The Forerunner

Western “Critical Race Theory” as Seen by a Russian Christian

A good friend of mine was born in Soviet Russia in early 1970s and later emigrated to Australia where she took graduate courses in order to become a teacher. For the first time, she encountered neo-Marxist propaganda in a Western classroom in the form of Critical Race Theory. Part of her assignment was to reflect on how she has been personally affected by her “white privilege,” and to write on how she has participated in the oppression of other races of people.

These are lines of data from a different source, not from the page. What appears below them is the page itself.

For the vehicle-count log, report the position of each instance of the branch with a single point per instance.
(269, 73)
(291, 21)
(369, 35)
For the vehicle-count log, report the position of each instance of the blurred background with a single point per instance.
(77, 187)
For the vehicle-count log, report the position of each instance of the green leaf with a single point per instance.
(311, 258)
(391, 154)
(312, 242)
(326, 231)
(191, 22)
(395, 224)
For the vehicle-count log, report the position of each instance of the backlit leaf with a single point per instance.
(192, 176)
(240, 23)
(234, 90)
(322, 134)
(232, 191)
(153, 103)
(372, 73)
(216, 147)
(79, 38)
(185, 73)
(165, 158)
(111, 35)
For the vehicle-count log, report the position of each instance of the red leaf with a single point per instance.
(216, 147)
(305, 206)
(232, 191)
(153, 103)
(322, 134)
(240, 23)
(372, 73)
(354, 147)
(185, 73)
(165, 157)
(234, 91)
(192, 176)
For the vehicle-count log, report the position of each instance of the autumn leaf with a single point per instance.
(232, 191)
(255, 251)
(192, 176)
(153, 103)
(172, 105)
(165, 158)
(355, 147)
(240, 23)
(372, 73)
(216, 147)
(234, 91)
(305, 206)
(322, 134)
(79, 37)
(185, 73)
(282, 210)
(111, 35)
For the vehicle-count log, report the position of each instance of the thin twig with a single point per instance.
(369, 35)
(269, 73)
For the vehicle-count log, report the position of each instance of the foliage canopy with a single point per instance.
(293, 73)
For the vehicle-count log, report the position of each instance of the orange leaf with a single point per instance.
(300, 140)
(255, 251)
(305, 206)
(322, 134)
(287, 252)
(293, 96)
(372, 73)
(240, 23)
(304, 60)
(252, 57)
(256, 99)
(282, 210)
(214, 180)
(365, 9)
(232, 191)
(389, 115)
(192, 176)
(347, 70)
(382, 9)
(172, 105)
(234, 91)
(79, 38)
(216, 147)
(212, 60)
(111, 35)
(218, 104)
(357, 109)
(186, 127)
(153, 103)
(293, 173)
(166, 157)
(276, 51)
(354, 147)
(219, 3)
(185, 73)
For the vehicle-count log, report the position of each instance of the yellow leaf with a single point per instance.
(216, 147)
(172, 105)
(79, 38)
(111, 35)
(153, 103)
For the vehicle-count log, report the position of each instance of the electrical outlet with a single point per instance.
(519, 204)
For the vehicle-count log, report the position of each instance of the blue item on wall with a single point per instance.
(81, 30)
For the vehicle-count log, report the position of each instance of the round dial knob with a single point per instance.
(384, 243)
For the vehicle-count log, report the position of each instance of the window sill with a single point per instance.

The current assignment has proven to be one of my most difficult dilemmas, not from an educational perspective, but personally…. Allow me to be upfront on the social and political context that has largely defined my identity and provided for a certain sensitivity around the language of the post-structuralist “fight against all forms of social and political tyranny and oppression.” I am a descendant of a white Russian slave. There were over 23 million white slaves that received their liberty within two years from the end of American slavery … only to be subjugated again by the Soviet proletarian revolution as free labor necessary to industrialize vast Siberian lands. My introduction to the “Critical Studies” course started with Critical Race Theory (CRT) as a framework that introduced the concept of “supremacy of whiteness” insisting on the “structural and subjective constructions of normative whiteness as universal, homogenized” (Ferfolja,T., et al., 2018, p. 11). The claim that “normative whiteness” is “universal” and “homogenized” was problematic for me, given no attempt to constrain the theory within the American socio-historic paradigm. As a descendant of a white Russian slave, whose family members were sold for less than seven rubles [a few hundred dollars in today’s money], I found it farcical to be lectured about discourses regarding “normative whiteness,” “white supremacy” and “white privilege” – all the while listening to pontification about “multiculturalism” and the “unseen half“ of diverse minority groups within our future classrooms.

Although post-structuralism may be a necessary stepping stone to a political theory beyond Liberalism in the West, postmodernist movements in general are largely irrelevant to the “white” Slavic civilization as well as the other “non-white” civilizations who are emerging in the multipolar world order.